All of that began to change on his 18th birthday. Stephen Pottersworth finished in the 51st percentile of a class of average size, in a town much like most the others. He had exactly the same combination of fear and excitement as did the rest of his peers on attending a solid state school far enough from his home as to not receive inconveniently frequent family visits but close enough where the homesick could return to the familiar hearth.

As young Stephen Pottersworth was preparing to go to his stereotypical place of college employ he saw upon his desk a pad of paper. On the topmost leaf of paper was a dot, a red dot. Stephen Potterworth had no memory of drawing such a dot upon the piece of paper and no one had been in the room, to his knowledge, since he had last used the selfsame tablet. The effect of this dot on the mind of the remarkably stable and unremarkable Stephen Pottersworth was noteworthy, if only for the fact that it was in no way ordinary. As Stephen Pottersworth looked closer at the vermilion illustration he saw the pattern of lines that he knew would be there. This was no simple dot on closer inspection but was, in fact, a complex series of lines so intricate and delicate in nature that it would be easy to assume, with the flash curiosity of the age, that this was ONLY a dot. The mark was made with a brilliant shade of red very similar to the stamps seen on Chinese artwork but with such remarkable detail that Stephen Pottersworth could not imagine a woodcut or rubber stamp being able to produce such an image. What had such a powerful effect on Stephen Pottersworth completely ordinary mind was not the intricacy of the symbol in any aesthetic sense. What struck Stephen Pottersworth was that the intricacy of the symbol was completely memorized in his mind's eye. The pattern was woven on his very unremarkable soul. The explanation for this burning of his psyche was a completely commonplace one. The reason was that he had seen this dot everyday of his life and that, Stephen Pottersworth realized on his 18th birthday, was not ordinary in the least.

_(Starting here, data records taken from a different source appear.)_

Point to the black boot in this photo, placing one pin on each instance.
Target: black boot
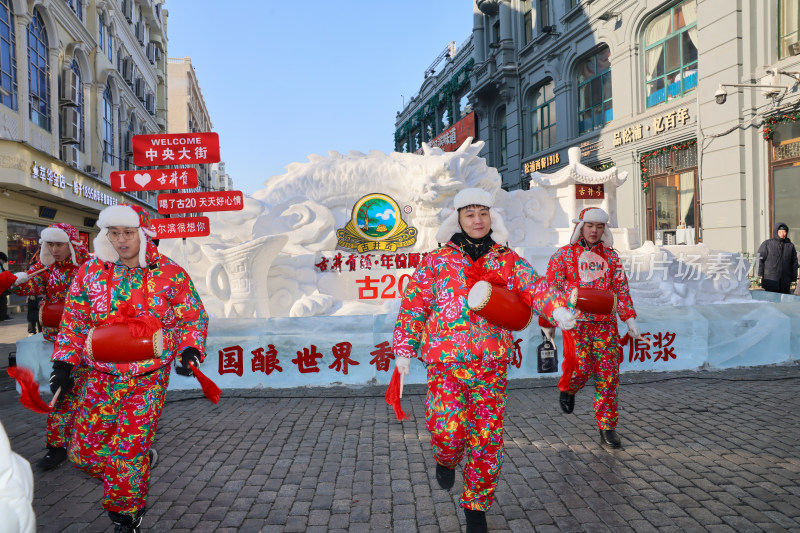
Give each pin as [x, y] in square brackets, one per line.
[53, 459]
[124, 523]
[445, 476]
[610, 439]
[476, 521]
[566, 401]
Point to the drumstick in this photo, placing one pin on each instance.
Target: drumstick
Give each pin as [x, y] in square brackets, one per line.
[55, 397]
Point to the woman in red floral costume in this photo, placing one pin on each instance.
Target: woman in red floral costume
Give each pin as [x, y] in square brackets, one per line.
[466, 355]
[61, 254]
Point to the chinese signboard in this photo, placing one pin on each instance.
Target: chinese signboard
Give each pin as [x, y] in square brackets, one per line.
[193, 202]
[175, 149]
[454, 136]
[154, 180]
[172, 228]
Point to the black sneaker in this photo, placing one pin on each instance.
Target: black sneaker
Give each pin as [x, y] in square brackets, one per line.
[53, 459]
[445, 476]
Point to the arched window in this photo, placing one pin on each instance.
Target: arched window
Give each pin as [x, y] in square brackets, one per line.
[79, 109]
[670, 42]
[108, 126]
[542, 113]
[502, 138]
[8, 57]
[594, 91]
[39, 72]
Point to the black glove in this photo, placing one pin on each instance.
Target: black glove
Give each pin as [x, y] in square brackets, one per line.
[60, 377]
[189, 355]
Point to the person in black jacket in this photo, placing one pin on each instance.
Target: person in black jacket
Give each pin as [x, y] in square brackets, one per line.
[777, 261]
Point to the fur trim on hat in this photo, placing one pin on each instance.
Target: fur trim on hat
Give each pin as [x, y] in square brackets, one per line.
[57, 233]
[123, 216]
[467, 197]
[596, 215]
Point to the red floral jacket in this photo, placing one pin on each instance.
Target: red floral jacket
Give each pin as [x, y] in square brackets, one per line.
[434, 312]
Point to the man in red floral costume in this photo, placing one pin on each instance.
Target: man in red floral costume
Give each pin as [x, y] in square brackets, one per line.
[62, 252]
[128, 283]
[467, 356]
[590, 261]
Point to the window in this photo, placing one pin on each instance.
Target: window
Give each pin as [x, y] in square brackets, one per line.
[527, 18]
[594, 91]
[79, 109]
[788, 26]
[543, 14]
[8, 57]
[108, 126]
[671, 53]
[38, 72]
[502, 138]
[542, 106]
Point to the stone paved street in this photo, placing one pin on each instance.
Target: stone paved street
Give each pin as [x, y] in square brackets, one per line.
[703, 451]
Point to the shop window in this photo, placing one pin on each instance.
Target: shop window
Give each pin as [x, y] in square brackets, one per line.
[39, 72]
[673, 208]
[542, 117]
[788, 27]
[594, 91]
[785, 182]
[8, 56]
[671, 53]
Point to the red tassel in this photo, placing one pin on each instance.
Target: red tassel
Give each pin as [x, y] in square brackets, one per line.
[568, 366]
[7, 279]
[30, 397]
[393, 396]
[210, 388]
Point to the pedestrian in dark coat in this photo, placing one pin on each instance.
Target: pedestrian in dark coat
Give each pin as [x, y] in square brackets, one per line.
[777, 261]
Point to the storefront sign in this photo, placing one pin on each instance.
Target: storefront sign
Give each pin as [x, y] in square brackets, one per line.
[376, 224]
[194, 202]
[59, 181]
[175, 149]
[589, 192]
[172, 228]
[542, 163]
[454, 136]
[153, 180]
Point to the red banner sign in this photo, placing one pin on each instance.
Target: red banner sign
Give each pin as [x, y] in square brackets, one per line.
[589, 192]
[173, 228]
[153, 180]
[195, 202]
[454, 136]
[175, 149]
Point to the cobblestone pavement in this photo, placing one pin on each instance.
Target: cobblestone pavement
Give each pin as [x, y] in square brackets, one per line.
[703, 451]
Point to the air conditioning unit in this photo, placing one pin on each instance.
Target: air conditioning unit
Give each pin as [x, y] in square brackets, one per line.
[69, 154]
[140, 32]
[68, 94]
[128, 142]
[70, 126]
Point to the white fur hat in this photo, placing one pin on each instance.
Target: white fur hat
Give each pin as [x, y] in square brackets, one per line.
[467, 197]
[125, 216]
[596, 215]
[59, 232]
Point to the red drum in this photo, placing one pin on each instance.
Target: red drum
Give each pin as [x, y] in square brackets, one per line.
[595, 301]
[113, 343]
[499, 306]
[50, 314]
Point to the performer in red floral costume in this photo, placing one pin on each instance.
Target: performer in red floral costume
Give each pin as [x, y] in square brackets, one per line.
[590, 261]
[62, 252]
[466, 355]
[128, 285]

The light in the 2nd bathroom flickered on in absolute unity with the doorbell that rang at this exact moment and awoke Stephen Pottersworth from his flash of almost hysterical realization. He wandered to the door as someone in shell shock. Not of the pop-psych understanding of the term but in the Verdun battlefield veteran variety, with staggering steps and incoherent utterances. Stephen Pottersworth was for once truly and completely shaken. Stephen Pottersworth felt the growing feeling of singularity, rising and burning like the bile which was generously lavishing the inside of his throat.

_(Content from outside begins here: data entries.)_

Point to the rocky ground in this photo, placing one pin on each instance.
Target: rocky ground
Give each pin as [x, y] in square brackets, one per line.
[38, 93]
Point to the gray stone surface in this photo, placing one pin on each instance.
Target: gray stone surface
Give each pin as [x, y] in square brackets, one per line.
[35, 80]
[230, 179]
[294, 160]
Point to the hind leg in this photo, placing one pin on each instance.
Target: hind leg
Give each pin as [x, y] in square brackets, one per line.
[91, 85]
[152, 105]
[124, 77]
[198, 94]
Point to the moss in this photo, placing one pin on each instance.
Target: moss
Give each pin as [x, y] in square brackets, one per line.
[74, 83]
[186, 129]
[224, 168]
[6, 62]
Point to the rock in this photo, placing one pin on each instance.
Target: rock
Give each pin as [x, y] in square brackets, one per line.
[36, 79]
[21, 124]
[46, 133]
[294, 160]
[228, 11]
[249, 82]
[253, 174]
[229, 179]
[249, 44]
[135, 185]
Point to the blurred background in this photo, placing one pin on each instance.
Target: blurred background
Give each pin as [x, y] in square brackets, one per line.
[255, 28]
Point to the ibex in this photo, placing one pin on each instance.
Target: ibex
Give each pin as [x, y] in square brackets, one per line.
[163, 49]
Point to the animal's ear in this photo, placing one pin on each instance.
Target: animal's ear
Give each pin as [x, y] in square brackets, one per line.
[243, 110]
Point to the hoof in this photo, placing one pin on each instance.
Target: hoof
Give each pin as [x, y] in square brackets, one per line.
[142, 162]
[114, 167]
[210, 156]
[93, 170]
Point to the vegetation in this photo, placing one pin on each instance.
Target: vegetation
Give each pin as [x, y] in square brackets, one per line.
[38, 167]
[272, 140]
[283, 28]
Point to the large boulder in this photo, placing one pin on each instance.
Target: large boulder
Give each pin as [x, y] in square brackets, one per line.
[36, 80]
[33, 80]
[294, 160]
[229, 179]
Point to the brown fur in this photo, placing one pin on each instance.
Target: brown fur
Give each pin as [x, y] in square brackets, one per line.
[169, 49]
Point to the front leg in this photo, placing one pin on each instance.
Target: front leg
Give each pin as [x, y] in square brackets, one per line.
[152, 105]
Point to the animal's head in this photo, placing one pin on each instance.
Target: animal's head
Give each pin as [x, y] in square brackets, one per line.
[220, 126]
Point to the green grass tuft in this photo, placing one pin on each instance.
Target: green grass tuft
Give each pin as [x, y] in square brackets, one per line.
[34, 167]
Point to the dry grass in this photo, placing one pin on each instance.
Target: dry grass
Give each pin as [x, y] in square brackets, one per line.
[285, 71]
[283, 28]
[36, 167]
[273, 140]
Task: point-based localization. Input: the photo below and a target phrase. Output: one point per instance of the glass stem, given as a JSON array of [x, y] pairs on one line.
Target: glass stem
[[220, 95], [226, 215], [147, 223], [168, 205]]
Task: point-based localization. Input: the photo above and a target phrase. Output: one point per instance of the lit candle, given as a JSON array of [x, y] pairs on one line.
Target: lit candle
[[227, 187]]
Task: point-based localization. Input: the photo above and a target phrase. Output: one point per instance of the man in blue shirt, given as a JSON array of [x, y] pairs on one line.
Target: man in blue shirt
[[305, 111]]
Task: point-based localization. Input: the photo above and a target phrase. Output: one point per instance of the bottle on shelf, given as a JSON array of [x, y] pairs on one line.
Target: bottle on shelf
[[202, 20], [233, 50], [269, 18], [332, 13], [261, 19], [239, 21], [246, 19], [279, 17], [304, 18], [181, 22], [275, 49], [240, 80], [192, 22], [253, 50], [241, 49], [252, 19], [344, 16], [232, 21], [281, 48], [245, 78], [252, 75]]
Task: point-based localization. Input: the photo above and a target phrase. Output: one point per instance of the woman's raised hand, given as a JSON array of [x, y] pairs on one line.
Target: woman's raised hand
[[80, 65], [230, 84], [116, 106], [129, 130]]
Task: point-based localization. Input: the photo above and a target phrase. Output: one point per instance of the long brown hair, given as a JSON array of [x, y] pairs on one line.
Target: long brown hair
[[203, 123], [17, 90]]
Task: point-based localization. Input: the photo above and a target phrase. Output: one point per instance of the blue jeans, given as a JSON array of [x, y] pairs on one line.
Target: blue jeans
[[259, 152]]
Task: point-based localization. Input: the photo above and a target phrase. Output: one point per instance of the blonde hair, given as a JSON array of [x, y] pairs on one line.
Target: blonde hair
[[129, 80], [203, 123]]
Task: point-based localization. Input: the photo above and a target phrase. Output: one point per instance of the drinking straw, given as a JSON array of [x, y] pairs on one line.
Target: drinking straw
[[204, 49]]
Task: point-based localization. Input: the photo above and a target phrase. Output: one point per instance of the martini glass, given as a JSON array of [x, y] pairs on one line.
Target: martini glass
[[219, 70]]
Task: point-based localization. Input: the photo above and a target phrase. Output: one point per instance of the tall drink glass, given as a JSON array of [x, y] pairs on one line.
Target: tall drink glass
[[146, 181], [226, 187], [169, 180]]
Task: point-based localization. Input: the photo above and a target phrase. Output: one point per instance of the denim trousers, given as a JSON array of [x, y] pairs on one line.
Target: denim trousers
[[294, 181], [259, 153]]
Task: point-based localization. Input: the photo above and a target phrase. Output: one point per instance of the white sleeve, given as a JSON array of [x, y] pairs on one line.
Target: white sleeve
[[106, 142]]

Outside the All Hallows Eve of '98 Stephen Pottersworth has never had occasion to not answer the door. In fact Stephen Pottersworth usually approaches the rung door with a very normal speed and with a similar level of vigilance. The fact that this ring had been able to rise the sweat from his palms and the hairs on his neck was something altogether particular. Stephen Pottersworth had been exposed to a smattering of the horror genera through his life, and this felt similar, if not exactly the same, as the moments of highest suspense in said articles of entertainment. Each pulse of his average sized ventricle seemed to create a drumbeat of most unusual proportions in his perfectly normal shaped eardrum. Every breath was more labored than the last and every step of the foot more wooden his partner afore him. What could cause such abnormality? Such singular emotion and passion in our erstwhile unshakable hero? A dot and a realization concerning the aforementioned dot. There is nothing more startling to the human condition than discovering something ordinary. Nothing turns that startle to a scare faster than realizing that this ordinary thing, once discovered is seen to be in no way ordinary or even passing strange. Stephen Potterworth's discovery of the red dot, his realization of its filial relationship with the daily existence of his life; this was unheard of. Stephen Pottersworth had literally never heard of anyone discovering a symbol, archaic or otherwise, which littered their day to day affairs. To have such a spot in ones life quickly created a McBethian abhorrence towards the thing and it was this feeling of detestation that drove Mr. Pottersworth away from the dot and towards the horrible door.

With steadfast determination, which goes much beyond the expectation of such a man in such a case, Stephen Pottersworth plodded in inkblot fashion towards the vestibule at the fore of his abode. To confront, come what may, the fate of his immortal soul.